Dusty Page

304 35 91
                                    

Fizzy'nin vefatının üstünden üç hafta geçmişti. Louis tüm kardeşlerini her gün arayarak kontrol ediyor, aynı zamanda Freddie ile de her zaman olduğu gibi iletişim halinde olsa da daha korumacıydı.

Harry ile araları eskisinden çok daha iyiydi. Birlikte olduklarını günden sonra artık onu öpmekten çekinmiyor veya korkmuyordu. Harry'de aynı şekilde onu rahatlıkla öpüp sarılıyordu.

Harry Fizzy'nin ölümüyle bir gerçeğin daha yüzüne çarpmasıyla kendine gelmişti. Ölüm var diye düşünüyordu. Bir gün ölen o da olabilir diye düşünüyordu.

O yüzden onun üstünde çok daha fazla durmaya başlamıştı ve Louis'de bunun farkındaydı. Aynı zamanda onun suçluluk duymaması için de elinden geleni yapıyordu. Son üç haftada iyi hissetmesi için birçok şey denemişti. Tabii gruptaki çocuklarda sık sık ziyarete geliyorlardı.

Şarkı söylemek, en sevdiği yemekleri yapmak, Freddie'yi Londra'ya getirmek gibi. Brianna çocuğunu Londra'ya götürmez, LA'de kalmasını isterdi ve bu yüzden Louis genellikle onu ziyaret etmek için oraya giderdi.

Fizzy'nin ölümünde bile çocuğunu görememişti ve Harry'nin bunu nasıl gerçekleştirdiğini bilmese bile pek sorgulamadı. Harry'nin Brianna'yı tehdit ettiğini bilmese de olurdu.

Freddie, o ve Harry birkaç gün çok güzel zaman geçirmişler, kurabiye, boyama ve havuz aktiviteleri yapıp Louis'nin kafasını fazlaca dağıtmışlardı.

Freddie gittiğinde Louis üzülse bile onu gördüğü ve zaman geçirdiği için hiç şikayetçi olmamış, aksine Harry'i bir sürü öpücüklere boğarak ne kadar minnettar olduğunu ona göstermişti.

Bu haldeyken Harry'nin gönlünü alabilecek veya güvenini kazanabilecek hiçbir şey yapamamıştı ama artık kendini daha iyi hissettiği için aklında birkaç plan vardı.

Salonda otururken mutfakta yemek yapan Harry'nin yanına adımladı ve yanağına bir öpücük kondurdu. Harry sırıtırken bir ihtiyacı olup olmadığını soruyordu ama Louis sadece içinden geldiğini söyleyip geri öpüyordu.

Harry bunu sevse de bir anormallik sezmiyor değildi ama yakında kokusunun çıkacağını düşünüp pek sorgulamıyordu.

"Akşam arkadaşlarımla bir gece kulübüne gideceğim." dedi Harry makarnasını mideye gönderirken.
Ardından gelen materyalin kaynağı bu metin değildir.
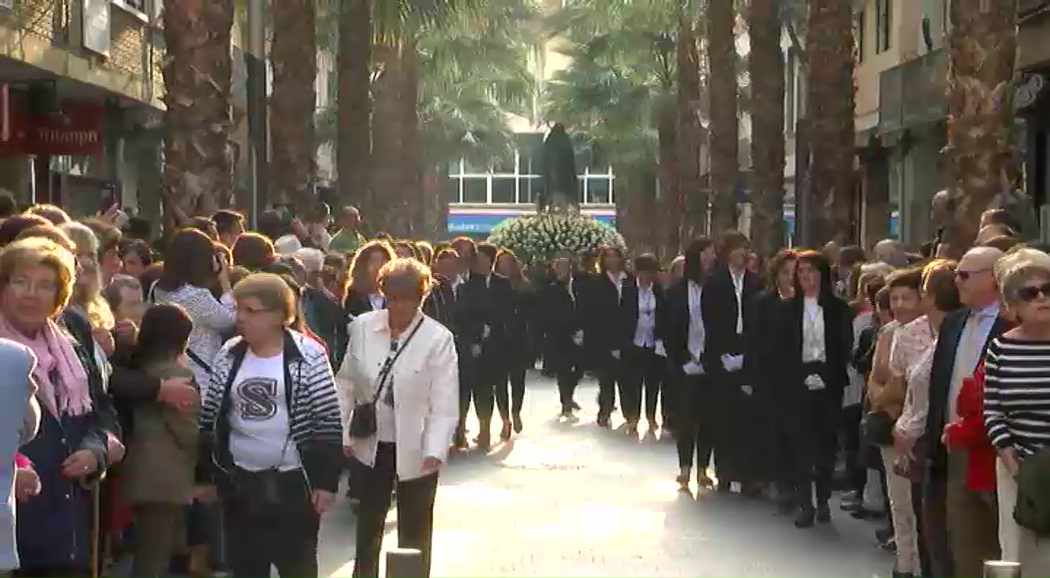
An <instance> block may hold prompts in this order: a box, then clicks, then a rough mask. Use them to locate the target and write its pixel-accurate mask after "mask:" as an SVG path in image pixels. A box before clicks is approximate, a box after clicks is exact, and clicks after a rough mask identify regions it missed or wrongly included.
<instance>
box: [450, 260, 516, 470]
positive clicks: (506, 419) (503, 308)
mask: <svg viewBox="0 0 1050 578" xmlns="http://www.w3.org/2000/svg"><path fill="white" fill-rule="evenodd" d="M496 253H497V248H496V247H495V246H492V245H489V244H487V243H482V244H480V245H478V253H477V255H475V259H474V264H472V268H471V270H470V276H469V277H468V278H467V280H466V281H465V282H464V283H463V285H462V287H461V288H460V291H459V300H458V301H459V305H458V307H457V309H458V312H459V314H458V315H457V322H456V323H457V326H458V327H459V328H460V332H461V334H462V336H463V344H464V349H465V350H466V355H467V357H468V360H467V364H466V365H467V375H468V379H467V383H468V384H469V388H470V391H471V393H472V394H474V404H475V410H476V411H477V412H478V421H479V422H480V432H479V434H478V447H479V448H481V449H483V450H487V449H488V447H489V445H490V442H491V435H490V426H491V420H492V410H493V406H495V399H496V398H495V395H496V385H497V384H499V383H501V379H502V380H506V378H507V375H506V371H507V364H506V359H505V352H506V336H507V324H508V322H509V318H510V313H511V311H512V307H513V292H512V289H511V287H510V282H509V281H507V280H506V278H505V277H502V276H500V275H498V274H496V273H493V272H492V263H493V262H495V261H496ZM511 430H512V425H511V421H510V416H504V421H503V429H502V431H501V435H500V436H501V438H503V439H504V440H506V439H509V437H510V432H511Z"/></svg>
Louis bu fikirden hoşlanmasa da sadece başını sallamakla yetindi.

Harry'nin onun güvenini ve hal ve hareketlerini denediğini biliyordu ve hak da veriyordu aslında ama yinede hoşuna gitmiyordu işte!

"Ben de Zayn ile olurum o zaman. Buraya gelse bir sıkıntı olur mu?" Harry olumsuzca başını salladı. "Tabii ki olmaz, çağırabilirsin."

Yemeklerini yedikten sonra beraber mutfağı toparladılar ve ardından Harry hazırlanmaya başladı.

Üstüne transparan bir gömlek, altına dar siyah bir pantolon giymişti. Uzun saçlarına şekil vermiş ve yüzüklerini de parmaklarına geçirmişti.

Salona girdiğinde Louis'nin radarına giren Harry üstündeki bakışları es geçerek telefonunu ve cüzdanını masadan aldı.

"Ben şimdi çıkacağım." diye bilgilendirdi Harry yanına doğru giderken. Louis'de ayağa kalkmış kollarına ona sarmıştı.

"Böyle mi gideceksin?" diye sordu geri çekilip onu süzerken. Harry onun kıskandığını gözlerinin en içinden anlıyordu ama belli etmeyerek "Evet, ne var ki üstümde?" diye sordu.

"Hiç," diyebildi Louis sadece. "Güzel görünüyorsun." Harry gülümsedi ve teşekkür etmek yerine dudağına bir öpücük bıraktı ama bu sefer Louis onu bırakmadı ve öpüşmeyi derinleştirdi.